Bundestagsabgeordnete als Schwänzer: Linke überholt AfD bei Fehlzeiten
Wenn im Deutschen Bundestag wichtige Abstimmungen stattfinden, bleiben immer wieder Stühle leer. Eine aktuelle Datenanalyse enthüllt ein besorgniserregendes Bild: Zahlreiche Abgeordnete fehlen regelmäßig bei den Parlamentssitzungen. Dutzende von ihnen verpassen sogar mehr als die Hälfte der Sitzungstage und lassen ihr Mandat zur Nebentätigkeit verkommen. Besonders auffällig ist, dass ausgerechnet die Politiker der Linkspartei am häufigsten schwänzen.
Prominente Abwesenheiten und ihre Gründe
Das prominenteste Beispiel ist Gregor Gysi (78), der neben seinem Mandat weiterhin als Anwalt tätig ist. In den vergangenen zwölf Monaten verpasste Gysi bereits 26 namentliche Abstimmungen. Allein am 13. November 2025 fehlte er bei sieben wichtigen Entscheidungen. Insgesamt blieb er an sieben Sitzungstagen entschuldigt fern. Sein Büro erklärte, dass Termine wie Lesungen oder Vorträge lange im Voraus geplant würden und man von der vorgezogenen Bundestagswahl überrumpelt worden sei.
Dutzende Abgeordnete häuften bis zu 40 entschuldigte Fehltage an – bei lediglich 69 Sitzungstagen im Betrachtungszeitraum. Während in der vergangenen Legislaturperiode noch die AfD am häufigsten fehlte, liegt nun die Linkspartei an der Spitze. Bei namentlichen Abstimmungen fehlte im Durchschnitt beinahe jeder fünfte Linken-Abgeordnete, bei der AfD fast jeder Siebte und bei den Grünen rund jeder Neunte. Die Union und die SPD zeigten sich mit jeweils nur jedem zwanzigsten Abgeordneten deutlich disziplinierter.

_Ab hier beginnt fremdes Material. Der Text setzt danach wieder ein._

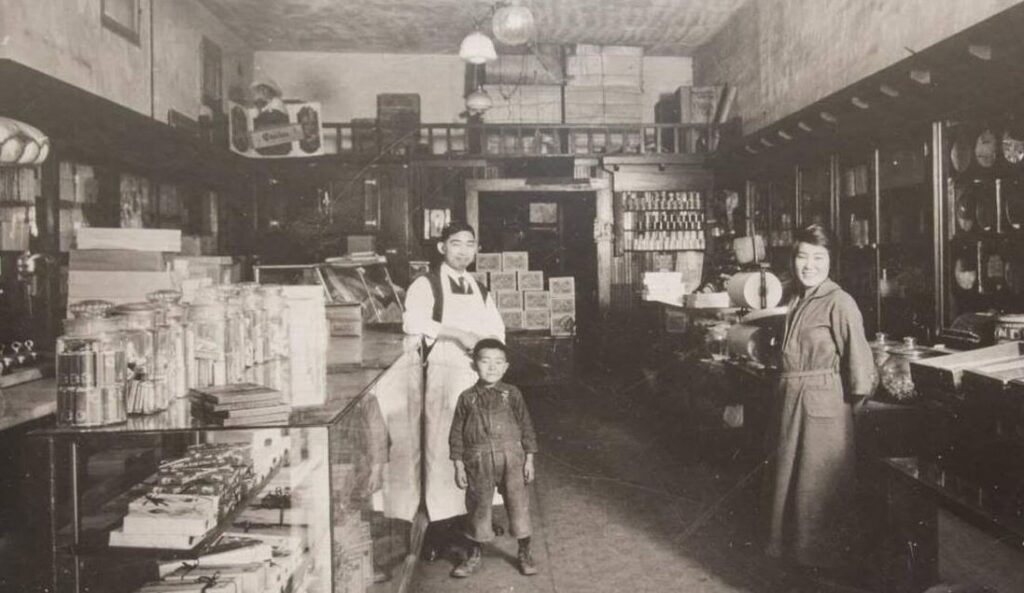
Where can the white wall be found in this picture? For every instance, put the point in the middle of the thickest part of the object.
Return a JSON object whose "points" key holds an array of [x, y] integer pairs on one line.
{"points": [[67, 40], [347, 84]]}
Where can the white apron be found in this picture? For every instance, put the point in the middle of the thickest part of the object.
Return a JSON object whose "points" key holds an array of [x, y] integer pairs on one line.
{"points": [[450, 372]]}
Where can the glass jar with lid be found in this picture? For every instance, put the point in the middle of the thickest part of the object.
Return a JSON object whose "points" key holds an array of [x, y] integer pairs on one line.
{"points": [[90, 368], [895, 372]]}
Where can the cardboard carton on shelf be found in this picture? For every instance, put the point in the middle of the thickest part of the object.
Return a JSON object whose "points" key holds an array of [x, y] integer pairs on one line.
{"points": [[530, 280], [561, 286], [537, 320], [508, 300], [513, 321], [503, 281], [536, 300], [515, 261]]}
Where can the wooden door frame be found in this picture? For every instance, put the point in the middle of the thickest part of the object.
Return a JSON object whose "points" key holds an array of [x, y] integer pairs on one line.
{"points": [[602, 223]]}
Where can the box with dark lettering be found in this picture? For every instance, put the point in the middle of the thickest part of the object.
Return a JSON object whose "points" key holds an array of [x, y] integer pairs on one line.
{"points": [[530, 280], [515, 261], [537, 320], [563, 286], [508, 300], [503, 281]]}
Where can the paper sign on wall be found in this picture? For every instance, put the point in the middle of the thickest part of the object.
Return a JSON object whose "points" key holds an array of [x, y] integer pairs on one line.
{"points": [[279, 130]]}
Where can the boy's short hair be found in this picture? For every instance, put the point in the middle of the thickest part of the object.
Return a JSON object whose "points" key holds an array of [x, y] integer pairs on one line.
{"points": [[489, 344], [456, 227]]}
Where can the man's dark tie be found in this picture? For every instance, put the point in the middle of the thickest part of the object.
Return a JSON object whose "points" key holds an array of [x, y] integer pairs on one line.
{"points": [[459, 286]]}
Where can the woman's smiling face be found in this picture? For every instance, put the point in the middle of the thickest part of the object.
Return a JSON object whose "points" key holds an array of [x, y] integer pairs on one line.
{"points": [[811, 264]]}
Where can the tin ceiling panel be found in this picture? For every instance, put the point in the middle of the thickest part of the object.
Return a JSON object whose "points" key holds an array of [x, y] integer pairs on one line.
{"points": [[662, 27]]}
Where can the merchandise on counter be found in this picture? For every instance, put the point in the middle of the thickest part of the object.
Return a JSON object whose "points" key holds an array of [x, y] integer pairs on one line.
{"points": [[515, 261], [503, 281], [488, 262], [529, 280], [171, 514], [129, 239]]}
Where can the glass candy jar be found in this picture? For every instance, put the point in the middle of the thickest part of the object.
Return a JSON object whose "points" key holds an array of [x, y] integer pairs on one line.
{"points": [[171, 323], [90, 368], [895, 372], [209, 325]]}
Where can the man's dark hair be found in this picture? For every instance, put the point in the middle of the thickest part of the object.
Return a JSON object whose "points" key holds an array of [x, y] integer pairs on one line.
{"points": [[489, 344], [455, 227]]}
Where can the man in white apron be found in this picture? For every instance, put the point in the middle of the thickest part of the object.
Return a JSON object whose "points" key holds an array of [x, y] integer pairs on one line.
{"points": [[452, 312]]}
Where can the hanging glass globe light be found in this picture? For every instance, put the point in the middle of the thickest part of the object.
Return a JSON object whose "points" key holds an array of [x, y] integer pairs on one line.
{"points": [[478, 101], [513, 24], [477, 48]]}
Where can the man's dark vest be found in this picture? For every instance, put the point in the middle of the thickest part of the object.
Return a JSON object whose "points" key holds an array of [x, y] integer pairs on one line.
{"points": [[435, 287]]}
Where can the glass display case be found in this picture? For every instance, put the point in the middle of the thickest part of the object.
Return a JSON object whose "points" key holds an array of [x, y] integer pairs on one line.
{"points": [[171, 502], [346, 280]]}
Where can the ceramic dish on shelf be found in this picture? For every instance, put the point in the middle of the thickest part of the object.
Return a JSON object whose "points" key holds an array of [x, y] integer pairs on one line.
{"points": [[986, 149], [965, 273], [1013, 144], [964, 208], [961, 155]]}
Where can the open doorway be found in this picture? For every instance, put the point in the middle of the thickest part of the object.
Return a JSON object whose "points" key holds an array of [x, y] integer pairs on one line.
{"points": [[556, 228]]}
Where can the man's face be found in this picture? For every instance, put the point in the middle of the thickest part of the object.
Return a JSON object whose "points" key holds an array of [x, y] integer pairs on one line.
{"points": [[491, 364], [459, 250]]}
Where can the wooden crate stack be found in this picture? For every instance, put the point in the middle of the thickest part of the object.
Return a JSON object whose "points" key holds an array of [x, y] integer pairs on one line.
{"points": [[520, 296]]}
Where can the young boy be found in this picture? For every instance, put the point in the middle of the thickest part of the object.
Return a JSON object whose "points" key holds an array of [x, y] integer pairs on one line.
{"points": [[493, 445]]}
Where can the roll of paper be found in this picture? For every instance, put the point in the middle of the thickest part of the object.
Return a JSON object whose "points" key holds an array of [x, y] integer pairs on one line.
{"points": [[744, 290]]}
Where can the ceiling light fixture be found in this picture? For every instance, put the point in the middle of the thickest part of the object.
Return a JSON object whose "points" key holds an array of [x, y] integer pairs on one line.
{"points": [[477, 48], [512, 23]]}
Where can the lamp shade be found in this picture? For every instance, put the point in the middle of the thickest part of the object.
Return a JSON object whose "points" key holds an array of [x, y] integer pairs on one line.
{"points": [[478, 101], [513, 24], [477, 48]]}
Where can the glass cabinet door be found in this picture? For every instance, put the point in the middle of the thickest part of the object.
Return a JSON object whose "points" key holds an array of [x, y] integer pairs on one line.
{"points": [[857, 233], [906, 239]]}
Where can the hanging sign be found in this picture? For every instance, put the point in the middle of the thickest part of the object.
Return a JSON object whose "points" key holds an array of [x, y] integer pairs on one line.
{"points": [[278, 130]]}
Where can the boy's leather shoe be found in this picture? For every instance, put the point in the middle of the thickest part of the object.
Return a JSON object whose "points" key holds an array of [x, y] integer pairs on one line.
{"points": [[526, 564], [468, 566]]}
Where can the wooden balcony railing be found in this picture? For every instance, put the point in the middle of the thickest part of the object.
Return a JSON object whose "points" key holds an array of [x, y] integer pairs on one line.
{"points": [[486, 140]]}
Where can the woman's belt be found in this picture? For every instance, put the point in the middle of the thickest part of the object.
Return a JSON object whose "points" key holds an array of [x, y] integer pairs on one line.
{"points": [[811, 373]]}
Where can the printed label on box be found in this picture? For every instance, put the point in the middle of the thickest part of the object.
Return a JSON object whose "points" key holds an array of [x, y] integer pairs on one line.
{"points": [[512, 320], [515, 261], [537, 320], [488, 262], [563, 305], [536, 300], [562, 324], [561, 286], [503, 281], [508, 300], [530, 280]]}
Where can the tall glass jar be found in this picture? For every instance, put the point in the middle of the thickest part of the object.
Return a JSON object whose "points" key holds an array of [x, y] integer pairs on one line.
{"points": [[209, 324], [147, 390], [90, 368]]}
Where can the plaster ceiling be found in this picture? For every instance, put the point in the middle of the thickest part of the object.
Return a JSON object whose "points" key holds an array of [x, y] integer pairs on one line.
{"points": [[662, 27]]}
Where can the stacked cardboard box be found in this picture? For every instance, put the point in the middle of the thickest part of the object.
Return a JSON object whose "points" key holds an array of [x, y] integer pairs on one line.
{"points": [[520, 296]]}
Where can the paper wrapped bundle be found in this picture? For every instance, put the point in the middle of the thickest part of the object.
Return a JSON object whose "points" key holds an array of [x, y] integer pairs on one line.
{"points": [[179, 514]]}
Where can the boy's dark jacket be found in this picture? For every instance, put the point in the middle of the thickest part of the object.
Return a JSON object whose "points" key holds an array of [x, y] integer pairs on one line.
{"points": [[489, 419]]}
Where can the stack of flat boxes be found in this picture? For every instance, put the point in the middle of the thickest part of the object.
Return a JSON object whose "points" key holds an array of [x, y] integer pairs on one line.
{"points": [[520, 297]]}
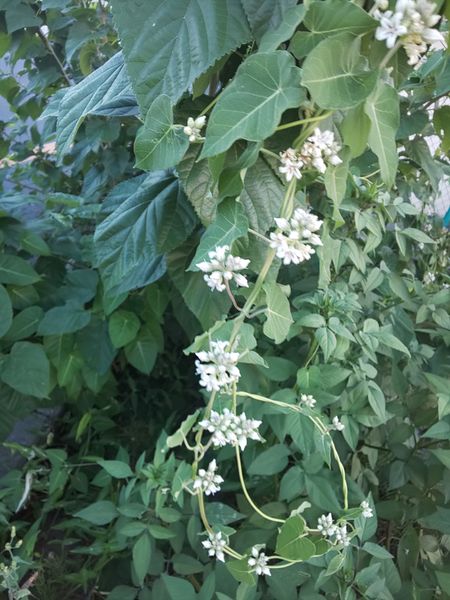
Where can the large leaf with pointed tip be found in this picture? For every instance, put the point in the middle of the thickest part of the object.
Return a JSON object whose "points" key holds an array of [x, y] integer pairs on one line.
{"points": [[101, 92], [130, 243], [336, 74], [250, 107], [159, 143], [230, 224], [382, 108], [167, 45], [324, 19]]}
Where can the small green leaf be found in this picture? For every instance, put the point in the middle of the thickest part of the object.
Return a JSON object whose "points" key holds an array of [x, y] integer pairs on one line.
{"points": [[159, 143]]}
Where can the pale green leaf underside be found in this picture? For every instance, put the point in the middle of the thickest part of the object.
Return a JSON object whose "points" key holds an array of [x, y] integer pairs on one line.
{"points": [[167, 45], [382, 108], [250, 108], [159, 144], [336, 74]]}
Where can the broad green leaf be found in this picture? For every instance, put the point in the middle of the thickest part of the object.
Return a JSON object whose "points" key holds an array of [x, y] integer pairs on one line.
{"points": [[16, 270], [64, 319], [97, 93], [336, 74], [130, 242], [26, 369], [159, 143], [98, 513], [250, 107], [123, 327], [382, 108], [241, 571], [324, 19], [290, 21], [5, 311], [167, 46], [116, 468], [230, 224], [290, 541], [278, 313], [142, 352], [179, 436], [142, 555]]}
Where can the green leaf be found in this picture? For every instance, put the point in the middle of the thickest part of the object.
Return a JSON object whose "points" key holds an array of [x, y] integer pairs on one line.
{"points": [[324, 19], [116, 468], [270, 461], [159, 143], [167, 46], [123, 327], [26, 369], [16, 270], [98, 513], [291, 543], [95, 94], [382, 108], [230, 224], [241, 571], [336, 74], [64, 319], [250, 107], [142, 555], [142, 352], [279, 319], [5, 311], [177, 438], [274, 37], [129, 243]]}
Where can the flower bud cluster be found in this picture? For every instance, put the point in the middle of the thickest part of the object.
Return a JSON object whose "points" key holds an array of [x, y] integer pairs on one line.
{"points": [[217, 366], [294, 237], [223, 267], [228, 428], [207, 480], [319, 151], [194, 127], [411, 21]]}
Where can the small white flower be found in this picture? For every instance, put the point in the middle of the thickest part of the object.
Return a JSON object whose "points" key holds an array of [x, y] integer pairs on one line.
{"points": [[194, 127], [308, 400], [217, 367], [367, 510], [336, 424], [207, 480], [326, 525], [258, 562], [341, 534], [215, 545], [223, 267]]}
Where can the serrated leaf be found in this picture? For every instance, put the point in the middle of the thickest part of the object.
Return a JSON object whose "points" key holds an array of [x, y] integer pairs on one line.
{"points": [[382, 108], [168, 45], [159, 143], [230, 224], [336, 74], [278, 313], [250, 107]]}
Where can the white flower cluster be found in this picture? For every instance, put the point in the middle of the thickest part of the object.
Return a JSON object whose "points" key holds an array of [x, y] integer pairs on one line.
{"points": [[308, 400], [258, 562], [207, 480], [411, 21], [217, 366], [337, 533], [228, 428], [215, 545], [223, 267], [194, 127], [319, 150], [294, 237]]}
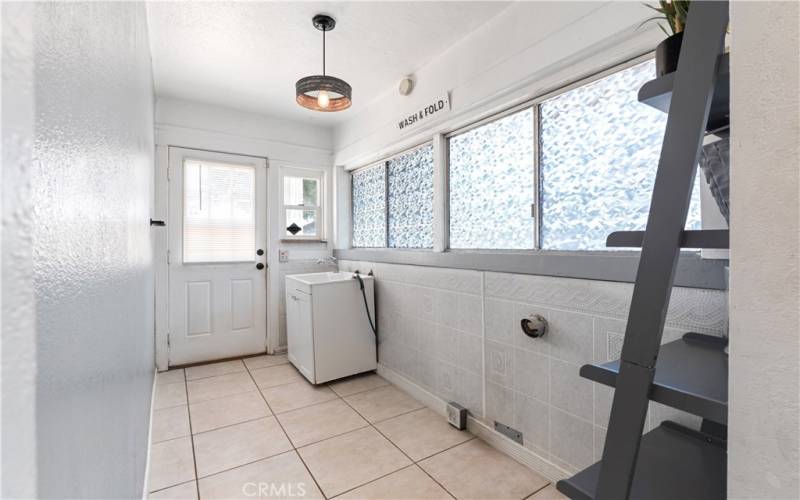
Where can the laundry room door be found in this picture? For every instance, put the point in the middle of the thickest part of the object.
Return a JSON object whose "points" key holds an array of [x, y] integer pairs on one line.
{"points": [[217, 255]]}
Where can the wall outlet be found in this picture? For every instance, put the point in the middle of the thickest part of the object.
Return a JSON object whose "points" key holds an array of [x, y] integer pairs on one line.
{"points": [[457, 416]]}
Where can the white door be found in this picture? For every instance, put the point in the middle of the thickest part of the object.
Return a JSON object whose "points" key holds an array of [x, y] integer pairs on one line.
{"points": [[217, 255]]}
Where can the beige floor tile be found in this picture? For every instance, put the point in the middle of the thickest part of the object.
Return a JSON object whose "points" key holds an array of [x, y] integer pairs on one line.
{"points": [[350, 460], [475, 470], [422, 433], [185, 491], [228, 447], [168, 395], [171, 463], [215, 413], [315, 423], [170, 377], [408, 483], [281, 476], [382, 403], [170, 423], [359, 383], [205, 389], [276, 375], [549, 493], [214, 369], [287, 397], [265, 361]]}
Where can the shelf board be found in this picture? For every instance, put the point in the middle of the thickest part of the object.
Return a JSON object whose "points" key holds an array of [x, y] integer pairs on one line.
{"points": [[658, 94], [707, 238], [691, 375], [673, 462]]}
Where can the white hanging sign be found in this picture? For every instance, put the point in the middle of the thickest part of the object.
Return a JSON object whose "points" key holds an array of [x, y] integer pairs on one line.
{"points": [[436, 107]]}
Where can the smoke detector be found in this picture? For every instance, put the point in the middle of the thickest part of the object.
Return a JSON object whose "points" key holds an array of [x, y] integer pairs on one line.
{"points": [[406, 86]]}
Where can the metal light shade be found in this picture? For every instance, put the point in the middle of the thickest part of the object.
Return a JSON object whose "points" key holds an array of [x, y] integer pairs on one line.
{"points": [[309, 88]]}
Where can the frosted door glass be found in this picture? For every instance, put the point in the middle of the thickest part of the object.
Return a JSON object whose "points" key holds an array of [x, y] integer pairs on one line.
{"points": [[411, 199], [491, 185], [219, 212], [599, 154], [369, 207]]}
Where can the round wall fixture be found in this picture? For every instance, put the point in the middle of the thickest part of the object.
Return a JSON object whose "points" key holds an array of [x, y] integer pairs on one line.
{"points": [[406, 86], [323, 92]]}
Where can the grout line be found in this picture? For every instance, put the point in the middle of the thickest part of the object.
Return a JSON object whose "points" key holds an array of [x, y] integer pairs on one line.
{"points": [[294, 448], [191, 435]]}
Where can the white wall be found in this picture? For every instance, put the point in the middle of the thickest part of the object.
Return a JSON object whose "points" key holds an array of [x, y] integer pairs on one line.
{"points": [[285, 144], [78, 199], [523, 52], [764, 422]]}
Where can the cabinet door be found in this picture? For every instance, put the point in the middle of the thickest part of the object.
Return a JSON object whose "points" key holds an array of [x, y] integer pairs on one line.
{"points": [[300, 336]]}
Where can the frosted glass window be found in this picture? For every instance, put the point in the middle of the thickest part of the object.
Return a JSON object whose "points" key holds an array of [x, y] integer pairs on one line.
{"points": [[301, 207], [598, 159], [218, 212], [491, 185], [411, 199], [369, 207]]}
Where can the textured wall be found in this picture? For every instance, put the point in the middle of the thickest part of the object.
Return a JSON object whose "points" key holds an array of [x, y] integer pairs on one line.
{"points": [[456, 333], [91, 200], [764, 422]]}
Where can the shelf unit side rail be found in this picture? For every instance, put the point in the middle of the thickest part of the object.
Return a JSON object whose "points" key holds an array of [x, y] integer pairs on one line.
{"points": [[688, 113]]}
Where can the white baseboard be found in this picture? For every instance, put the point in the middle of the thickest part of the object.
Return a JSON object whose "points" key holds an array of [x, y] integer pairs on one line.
{"points": [[491, 437], [149, 434]]}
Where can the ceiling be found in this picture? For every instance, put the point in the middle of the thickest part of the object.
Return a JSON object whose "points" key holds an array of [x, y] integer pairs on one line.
{"points": [[249, 55]]}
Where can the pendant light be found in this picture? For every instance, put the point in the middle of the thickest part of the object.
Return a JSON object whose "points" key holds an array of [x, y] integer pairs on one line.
{"points": [[323, 92]]}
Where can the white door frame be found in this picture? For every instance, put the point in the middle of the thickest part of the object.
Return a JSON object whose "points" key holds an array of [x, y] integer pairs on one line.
{"points": [[161, 245]]}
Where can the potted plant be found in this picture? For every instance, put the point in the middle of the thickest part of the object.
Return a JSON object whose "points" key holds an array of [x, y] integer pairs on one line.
{"points": [[674, 13]]}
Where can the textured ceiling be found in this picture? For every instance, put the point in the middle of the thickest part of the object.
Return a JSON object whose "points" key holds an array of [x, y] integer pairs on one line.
{"points": [[249, 55]]}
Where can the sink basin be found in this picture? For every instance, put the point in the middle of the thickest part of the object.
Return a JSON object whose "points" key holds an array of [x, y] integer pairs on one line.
{"points": [[320, 278]]}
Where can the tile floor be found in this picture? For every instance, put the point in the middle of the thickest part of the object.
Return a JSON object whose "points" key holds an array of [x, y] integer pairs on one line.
{"points": [[255, 428]]}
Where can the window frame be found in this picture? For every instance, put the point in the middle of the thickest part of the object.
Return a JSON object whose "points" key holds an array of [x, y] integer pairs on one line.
{"points": [[303, 173], [384, 163], [533, 103]]}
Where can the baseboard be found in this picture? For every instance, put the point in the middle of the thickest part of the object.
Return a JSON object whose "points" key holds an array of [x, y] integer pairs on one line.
{"points": [[149, 434], [491, 437]]}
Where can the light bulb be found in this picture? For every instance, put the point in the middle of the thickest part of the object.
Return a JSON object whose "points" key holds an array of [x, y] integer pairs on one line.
{"points": [[323, 99]]}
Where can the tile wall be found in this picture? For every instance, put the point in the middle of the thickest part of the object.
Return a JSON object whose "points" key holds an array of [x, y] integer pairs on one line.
{"points": [[457, 334]]}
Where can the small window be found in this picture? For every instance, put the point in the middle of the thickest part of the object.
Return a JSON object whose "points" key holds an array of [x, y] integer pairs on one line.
{"points": [[599, 152], [410, 203], [369, 206], [393, 201], [491, 185], [302, 205], [218, 212]]}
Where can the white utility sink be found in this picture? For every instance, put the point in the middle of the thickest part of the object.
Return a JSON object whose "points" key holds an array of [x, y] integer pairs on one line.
{"points": [[317, 278], [327, 330]]}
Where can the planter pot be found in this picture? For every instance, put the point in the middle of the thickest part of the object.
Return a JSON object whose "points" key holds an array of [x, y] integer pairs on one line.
{"points": [[715, 165], [667, 53]]}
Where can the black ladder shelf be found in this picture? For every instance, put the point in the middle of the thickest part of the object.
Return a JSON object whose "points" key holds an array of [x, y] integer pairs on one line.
{"points": [[691, 374]]}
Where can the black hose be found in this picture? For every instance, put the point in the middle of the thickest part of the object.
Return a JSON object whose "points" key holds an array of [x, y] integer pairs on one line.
{"points": [[372, 325]]}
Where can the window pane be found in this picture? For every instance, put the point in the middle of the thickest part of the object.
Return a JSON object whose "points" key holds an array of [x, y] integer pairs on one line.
{"points": [[599, 154], [304, 220], [369, 207], [219, 212], [411, 199], [300, 191], [491, 185]]}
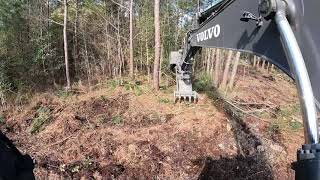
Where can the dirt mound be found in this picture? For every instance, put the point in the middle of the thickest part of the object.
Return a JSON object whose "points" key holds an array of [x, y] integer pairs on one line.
{"points": [[119, 135]]}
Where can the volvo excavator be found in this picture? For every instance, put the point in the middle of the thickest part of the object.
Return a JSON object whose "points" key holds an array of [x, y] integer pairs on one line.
{"points": [[284, 32]]}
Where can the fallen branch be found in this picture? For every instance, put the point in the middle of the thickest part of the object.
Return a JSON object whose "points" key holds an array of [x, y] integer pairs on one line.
{"points": [[244, 112]]}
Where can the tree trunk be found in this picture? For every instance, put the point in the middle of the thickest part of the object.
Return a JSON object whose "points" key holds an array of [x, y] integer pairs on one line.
{"points": [[131, 40], [217, 68], [157, 45], [234, 70], [65, 23], [226, 70]]}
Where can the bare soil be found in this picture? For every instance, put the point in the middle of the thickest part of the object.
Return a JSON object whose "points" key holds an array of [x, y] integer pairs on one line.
{"points": [[117, 134]]}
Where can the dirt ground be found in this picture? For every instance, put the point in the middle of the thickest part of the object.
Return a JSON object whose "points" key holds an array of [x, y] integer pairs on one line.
{"points": [[121, 134]]}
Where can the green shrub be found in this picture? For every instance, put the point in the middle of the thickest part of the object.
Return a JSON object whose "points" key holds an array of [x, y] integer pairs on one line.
{"points": [[42, 119], [203, 83]]}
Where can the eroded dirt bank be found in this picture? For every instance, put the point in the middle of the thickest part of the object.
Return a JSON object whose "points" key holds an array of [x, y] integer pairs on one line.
{"points": [[119, 134]]}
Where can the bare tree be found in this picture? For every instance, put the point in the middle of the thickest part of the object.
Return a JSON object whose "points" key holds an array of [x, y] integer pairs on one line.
{"points": [[226, 70], [131, 40], [157, 50], [234, 70], [217, 68], [65, 24]]}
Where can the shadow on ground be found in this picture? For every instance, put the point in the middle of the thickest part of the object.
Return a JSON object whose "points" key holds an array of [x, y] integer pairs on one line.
{"points": [[249, 164]]}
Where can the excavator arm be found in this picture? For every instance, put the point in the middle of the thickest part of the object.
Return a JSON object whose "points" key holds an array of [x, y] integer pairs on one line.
{"points": [[285, 33]]}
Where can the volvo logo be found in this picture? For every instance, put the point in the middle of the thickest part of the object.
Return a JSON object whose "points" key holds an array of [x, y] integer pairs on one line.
{"points": [[210, 33]]}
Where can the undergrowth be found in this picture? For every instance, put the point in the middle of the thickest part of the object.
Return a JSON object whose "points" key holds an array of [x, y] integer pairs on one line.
{"points": [[43, 117], [287, 120]]}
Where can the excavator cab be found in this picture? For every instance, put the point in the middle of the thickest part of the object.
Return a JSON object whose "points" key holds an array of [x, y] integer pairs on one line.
{"points": [[285, 33]]}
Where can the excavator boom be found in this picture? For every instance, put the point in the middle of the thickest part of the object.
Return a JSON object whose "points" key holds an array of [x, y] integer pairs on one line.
{"points": [[285, 33]]}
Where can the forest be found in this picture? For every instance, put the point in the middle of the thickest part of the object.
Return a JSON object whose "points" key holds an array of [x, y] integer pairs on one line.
{"points": [[53, 43], [86, 90]]}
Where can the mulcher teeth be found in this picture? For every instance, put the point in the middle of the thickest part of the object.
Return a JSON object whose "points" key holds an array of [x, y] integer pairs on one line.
{"points": [[180, 97]]}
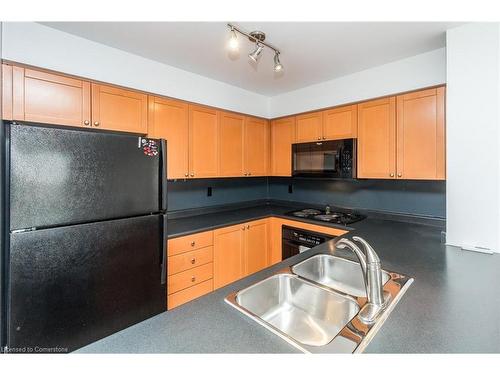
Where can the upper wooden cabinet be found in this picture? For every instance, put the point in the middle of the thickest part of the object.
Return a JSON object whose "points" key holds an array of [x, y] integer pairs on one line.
{"points": [[168, 119], [119, 109], [256, 148], [340, 123], [336, 123], [377, 138], [231, 144], [407, 143], [203, 142], [39, 96], [308, 127], [421, 135], [282, 137]]}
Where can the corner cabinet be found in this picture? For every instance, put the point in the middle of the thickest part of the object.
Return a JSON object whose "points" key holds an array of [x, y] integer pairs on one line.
{"points": [[168, 119], [282, 137], [403, 137]]}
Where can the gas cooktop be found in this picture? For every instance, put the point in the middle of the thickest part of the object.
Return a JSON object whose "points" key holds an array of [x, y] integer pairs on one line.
{"points": [[335, 217]]}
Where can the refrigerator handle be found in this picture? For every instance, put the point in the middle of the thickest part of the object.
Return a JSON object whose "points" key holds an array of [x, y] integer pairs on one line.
{"points": [[164, 250], [163, 174]]}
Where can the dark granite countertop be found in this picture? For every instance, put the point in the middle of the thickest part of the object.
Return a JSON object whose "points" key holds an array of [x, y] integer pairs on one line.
{"points": [[452, 306]]}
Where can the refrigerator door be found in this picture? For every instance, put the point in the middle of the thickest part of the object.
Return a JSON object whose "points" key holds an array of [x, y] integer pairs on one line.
{"points": [[63, 176], [70, 286]]}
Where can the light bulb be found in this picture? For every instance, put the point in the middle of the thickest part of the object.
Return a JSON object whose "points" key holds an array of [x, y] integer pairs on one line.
{"points": [[233, 41]]}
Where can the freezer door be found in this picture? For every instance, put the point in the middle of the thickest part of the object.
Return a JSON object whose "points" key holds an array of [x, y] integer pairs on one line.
{"points": [[73, 285], [63, 176]]}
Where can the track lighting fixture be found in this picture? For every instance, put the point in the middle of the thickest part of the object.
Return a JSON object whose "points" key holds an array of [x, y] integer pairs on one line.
{"points": [[257, 37]]}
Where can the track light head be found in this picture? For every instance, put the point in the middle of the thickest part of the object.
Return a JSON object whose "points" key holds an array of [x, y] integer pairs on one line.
{"points": [[233, 41], [256, 52], [278, 67]]}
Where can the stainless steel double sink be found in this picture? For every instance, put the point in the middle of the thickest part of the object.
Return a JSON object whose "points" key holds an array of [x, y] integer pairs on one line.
{"points": [[313, 305]]}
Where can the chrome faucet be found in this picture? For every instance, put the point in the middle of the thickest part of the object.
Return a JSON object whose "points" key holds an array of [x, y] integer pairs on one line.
{"points": [[372, 274]]}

Nachvollziehbare und unerklärte Fehlzeiten
Viele Fehlzeiten sind durchaus nachvollziehbar. Die AfD-Abgeordnete Angela Rudzka (42) fehlte an 41 Tagen, davon 32 Tage im Mutterschutz. Auch die Grünen-Politikerinnen Denise Loop (31) und Deborah Düring (31) befanden sich im Mutterschutz. Der Linken-Abgeordnete Marcel Bauer (33) übernahm familiäre Pflichten, während seine Parteikollegin Cansın Köktürk (32) krankheitsbedingt 33 Abstimmungen verpasste. Stella Merendino (32) fehlte sogar 38 Tage nach einem Unfall mit Wirbelsäulenschaden.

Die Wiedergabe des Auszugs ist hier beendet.